Come spiegava il 29 Dicembre sul Corriere della Sera Sabino Cassese, c’è una profonda frattura politica in Italia che finora nessuno ha affrontato. I partiti hanno smesso da tempo di essere la cinghia di trasmissione tra la società e i vertici del potere. Non hanno più sezioni nel territorio, non reclutano o formano classe dirigente, non ci sono le scuole di partito.
Così il popolo ha smesso di essere rappresentato in parlamento. I partiti sono gruppi di potere che si autoriproducono, per cui il governo che vuole parlare al popolo deve saltare il Parlamento.

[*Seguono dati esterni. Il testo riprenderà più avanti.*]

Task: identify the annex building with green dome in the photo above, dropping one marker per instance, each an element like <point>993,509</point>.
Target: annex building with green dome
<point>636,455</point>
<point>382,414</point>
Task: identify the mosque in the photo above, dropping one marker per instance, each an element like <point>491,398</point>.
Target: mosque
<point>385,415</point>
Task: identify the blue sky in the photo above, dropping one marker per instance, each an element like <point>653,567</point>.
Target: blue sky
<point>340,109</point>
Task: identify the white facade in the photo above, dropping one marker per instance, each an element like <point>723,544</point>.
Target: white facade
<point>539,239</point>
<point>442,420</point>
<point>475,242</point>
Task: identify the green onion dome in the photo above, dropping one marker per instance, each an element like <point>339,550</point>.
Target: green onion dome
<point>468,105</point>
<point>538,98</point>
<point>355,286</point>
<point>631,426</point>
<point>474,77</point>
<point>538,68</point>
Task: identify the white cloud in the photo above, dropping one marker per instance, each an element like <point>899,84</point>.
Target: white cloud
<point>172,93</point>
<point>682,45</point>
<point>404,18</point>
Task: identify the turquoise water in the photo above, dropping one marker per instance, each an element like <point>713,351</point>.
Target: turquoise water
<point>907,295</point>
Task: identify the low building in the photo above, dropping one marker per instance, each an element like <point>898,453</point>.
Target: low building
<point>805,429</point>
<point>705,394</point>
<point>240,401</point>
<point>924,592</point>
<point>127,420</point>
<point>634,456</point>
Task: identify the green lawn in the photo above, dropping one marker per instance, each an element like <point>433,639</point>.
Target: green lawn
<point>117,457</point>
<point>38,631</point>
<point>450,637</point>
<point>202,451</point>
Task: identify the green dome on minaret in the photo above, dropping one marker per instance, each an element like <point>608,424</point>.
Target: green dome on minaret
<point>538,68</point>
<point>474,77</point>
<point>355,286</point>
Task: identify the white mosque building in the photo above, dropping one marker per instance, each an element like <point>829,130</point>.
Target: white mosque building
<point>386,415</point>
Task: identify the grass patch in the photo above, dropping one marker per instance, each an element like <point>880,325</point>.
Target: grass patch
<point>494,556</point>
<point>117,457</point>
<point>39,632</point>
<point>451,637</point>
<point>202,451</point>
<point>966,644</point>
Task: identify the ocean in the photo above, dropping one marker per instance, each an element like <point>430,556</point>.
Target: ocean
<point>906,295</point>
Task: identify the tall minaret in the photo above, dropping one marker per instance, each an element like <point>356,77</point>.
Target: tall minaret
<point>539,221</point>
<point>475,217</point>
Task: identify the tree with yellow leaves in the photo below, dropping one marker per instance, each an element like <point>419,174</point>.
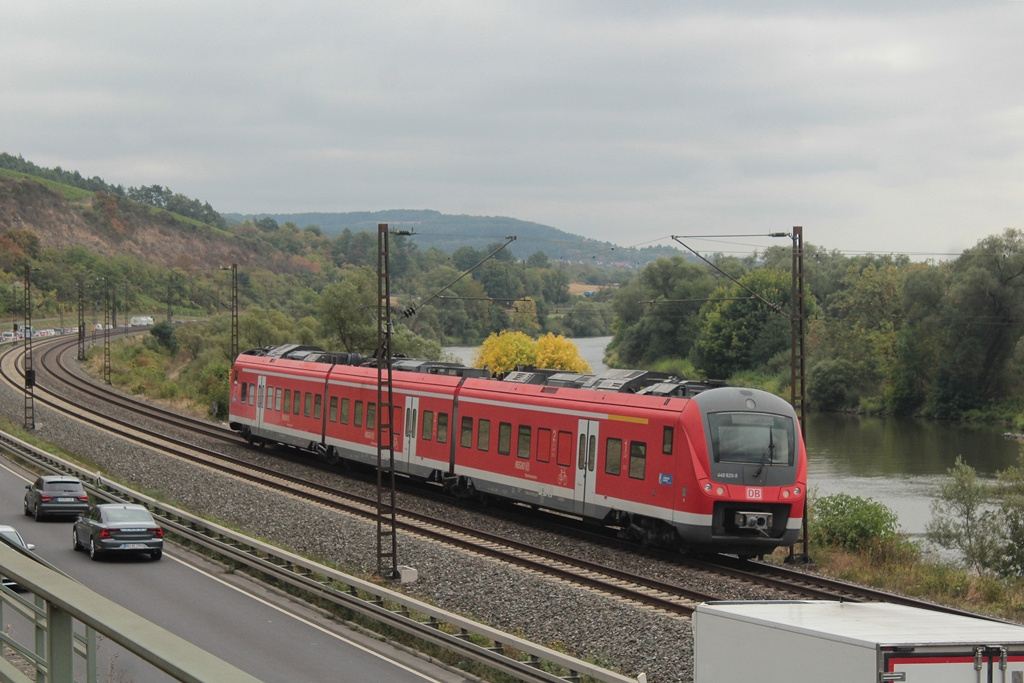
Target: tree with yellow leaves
<point>502,352</point>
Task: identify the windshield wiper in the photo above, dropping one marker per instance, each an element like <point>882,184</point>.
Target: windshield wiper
<point>768,455</point>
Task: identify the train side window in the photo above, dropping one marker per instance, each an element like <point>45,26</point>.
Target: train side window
<point>442,427</point>
<point>638,460</point>
<point>564,456</point>
<point>522,450</point>
<point>544,443</point>
<point>483,435</point>
<point>504,438</point>
<point>613,456</point>
<point>427,431</point>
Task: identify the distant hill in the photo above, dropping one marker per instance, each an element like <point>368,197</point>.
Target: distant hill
<point>449,232</point>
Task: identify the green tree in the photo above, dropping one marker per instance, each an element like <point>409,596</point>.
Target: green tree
<point>739,332</point>
<point>348,310</point>
<point>657,312</point>
<point>965,519</point>
<point>983,324</point>
<point>852,522</point>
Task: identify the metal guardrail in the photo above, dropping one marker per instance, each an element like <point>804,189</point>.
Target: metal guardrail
<point>59,601</point>
<point>478,642</point>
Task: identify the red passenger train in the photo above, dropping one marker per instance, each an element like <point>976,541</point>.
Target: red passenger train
<point>686,464</point>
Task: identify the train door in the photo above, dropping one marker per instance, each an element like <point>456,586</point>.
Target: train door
<point>586,465</point>
<point>260,390</point>
<point>409,441</point>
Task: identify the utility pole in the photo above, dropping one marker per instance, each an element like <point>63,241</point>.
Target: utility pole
<point>798,368</point>
<point>107,332</point>
<point>387,538</point>
<point>235,309</point>
<point>30,372</point>
<point>81,319</point>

Oltre a questo ci sono altri fattori di direzione di marcia. Giovanni Orsina, il 27 dicembre sulla Stampa notava l’emersione di nuove divisioni di classe, citando Luca Ricolfi e Marco Follini. C’è una divisione tra “mondo vissuto” e “mondo pensato”, un tempo i primi erano i conservatori, e vecchie élite, i secondi i progressisti, il popolo.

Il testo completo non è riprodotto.